Santa Buccafusca, conosciuta da tutti come Tita, nacque il 7 febbraio 1974 a Nicotera, in Calabria. Cresciuta in un contesto rurale, si innamorò da giovanissima di Pantaleone Mancuso, noto come “Scarpuni”, esponente di spicco della ‘ndrangheta. Da quel momento, la sua esistenza divenne lo specchio della violenza e del controllo esercitato dalla criminalità organizzata sulle famiglie, obbligandola ad entrare in un mondo fatto di paure, reticenze e doveri imposti.
Il gesto del coraggio
Nel febbraio 2011, portando con sé il figlio di circa 15 mesi, Tita scelse di presentarsi alla caserma dei carabinieri di Nicotera Marina per chiedere protezione e avviare una collaborazione con la giustizia. Seguì un interrogatorio durato ore: una deposizione dettagliata, una testimonianza che avrebbe potuto distruggere il potere del clan Mancuso, rendendola bersaglio umano di minacce e pressioni interne. Due giorni dopo, però, la paura le fece fare dietrofront: non firmò le carte e rinunciò ufficialmente alla protezione. La decisione fu definitiva, e su di lei si abbatté il peso spietato dell’organizzazione criminale.
Una morte avvolta nel mistero
Il 16 aprile 2011, Tita fu ricoverata all’ospedale di Polistena dopo aver ingerito acido muriatico. Tradotta poi al nosocomio di Reggio Calabria, vi morì il 18 aprile, all’età di 37 anni, dopo un’agonia infernale. La versione ufficiale fu quella di suicidio volontario, ma immediatamente sorsero dubbi: molti si chiesero come fosse possibile che una madre mettesse in atto un gesto tanto estremo. Le intercettazioni uscite durante i processi suggeriscono che anche i clan vicini, come quello degli Accorinti di Briatico, accolsero con sollievo la sua morte, come se si fosse tolta di mezzo un pericolo per la loro rete criminale.

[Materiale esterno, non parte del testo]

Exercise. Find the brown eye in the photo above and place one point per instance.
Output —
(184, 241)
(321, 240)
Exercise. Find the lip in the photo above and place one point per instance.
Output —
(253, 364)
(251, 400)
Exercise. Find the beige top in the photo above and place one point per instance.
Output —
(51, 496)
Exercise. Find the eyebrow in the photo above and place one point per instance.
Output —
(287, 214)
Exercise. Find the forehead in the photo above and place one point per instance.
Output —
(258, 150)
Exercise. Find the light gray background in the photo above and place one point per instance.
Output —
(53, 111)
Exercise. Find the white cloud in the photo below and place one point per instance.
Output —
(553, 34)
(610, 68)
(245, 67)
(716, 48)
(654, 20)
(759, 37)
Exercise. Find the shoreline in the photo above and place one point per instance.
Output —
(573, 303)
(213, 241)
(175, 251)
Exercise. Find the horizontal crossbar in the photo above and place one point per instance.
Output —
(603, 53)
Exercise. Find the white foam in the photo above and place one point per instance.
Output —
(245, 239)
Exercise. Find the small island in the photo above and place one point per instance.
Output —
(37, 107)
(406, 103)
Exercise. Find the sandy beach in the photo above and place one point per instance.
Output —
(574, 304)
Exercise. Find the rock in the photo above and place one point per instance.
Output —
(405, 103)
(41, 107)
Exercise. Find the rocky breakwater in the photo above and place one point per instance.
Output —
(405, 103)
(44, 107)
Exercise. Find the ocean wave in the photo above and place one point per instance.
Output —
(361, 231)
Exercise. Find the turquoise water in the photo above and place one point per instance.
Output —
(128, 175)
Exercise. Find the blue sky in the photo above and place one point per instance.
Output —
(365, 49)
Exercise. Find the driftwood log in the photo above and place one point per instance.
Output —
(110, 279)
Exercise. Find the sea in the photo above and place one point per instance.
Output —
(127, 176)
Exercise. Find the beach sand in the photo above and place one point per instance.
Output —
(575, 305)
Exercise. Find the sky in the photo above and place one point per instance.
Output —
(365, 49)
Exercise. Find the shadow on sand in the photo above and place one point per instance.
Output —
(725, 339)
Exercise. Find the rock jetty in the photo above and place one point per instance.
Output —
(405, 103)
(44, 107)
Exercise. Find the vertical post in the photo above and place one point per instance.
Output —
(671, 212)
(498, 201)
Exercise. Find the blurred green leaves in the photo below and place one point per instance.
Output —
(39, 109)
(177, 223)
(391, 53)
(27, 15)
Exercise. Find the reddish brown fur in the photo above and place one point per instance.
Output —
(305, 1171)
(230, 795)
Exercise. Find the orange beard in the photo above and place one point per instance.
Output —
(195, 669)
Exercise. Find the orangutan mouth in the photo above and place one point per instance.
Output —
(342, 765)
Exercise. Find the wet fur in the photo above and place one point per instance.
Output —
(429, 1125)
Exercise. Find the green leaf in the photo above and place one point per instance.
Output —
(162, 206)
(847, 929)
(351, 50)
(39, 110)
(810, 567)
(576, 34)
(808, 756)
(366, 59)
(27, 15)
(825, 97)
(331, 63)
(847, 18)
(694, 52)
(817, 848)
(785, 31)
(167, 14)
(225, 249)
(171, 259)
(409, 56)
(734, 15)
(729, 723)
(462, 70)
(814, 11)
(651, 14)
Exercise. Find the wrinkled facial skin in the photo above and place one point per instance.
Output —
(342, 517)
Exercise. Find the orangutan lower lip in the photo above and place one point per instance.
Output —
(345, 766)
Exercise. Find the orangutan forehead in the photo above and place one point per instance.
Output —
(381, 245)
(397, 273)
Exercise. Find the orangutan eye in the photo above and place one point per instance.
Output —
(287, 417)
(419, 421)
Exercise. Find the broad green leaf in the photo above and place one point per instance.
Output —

I sospetti di un omicidio mascherato
Le inchieste successive aprirono uno spiraglio inquietante: poteva davvero un individuo ingerire una quantità così grande di acido con volontà? Il pm antimafia Camillo Falvo e altri magistrati della Dda di Catanzaro avanzarono l’ipotesi di omicidio mascherato da suicidio. Le dinamiche interne e le pressioni ricevute da clan vicini fecero sì che la sua morte fosse interpretata dalla Procura come un “sospiro di sollievo” per i boss, non semplicemente un tragico gesto personale.
Il coraggio eterno
Il sacrificio di Tita Buccafusca rimane emblematico del ruolo soffocante che la ‘ndrangheta ha anche sulle donne, costrette alla soggezione, alla rassegnazione o all’autodistruzione. Il suo tentativo, sia pur abortito, di spezzare la catena del silenzio e di ritagliarsi un futuro diverso per sé e per suo figlio rappresenta una testimonianza di ribellione contro un sistema di potere che non tollera dissidi né fuoriuscite. A distanza di anni, il suo nome continua a evocare tensioni tra verità ancora da accertare e la consapevolezza che il prezzo della libertà, in alcuni contesti, può essere davvero troppo alto.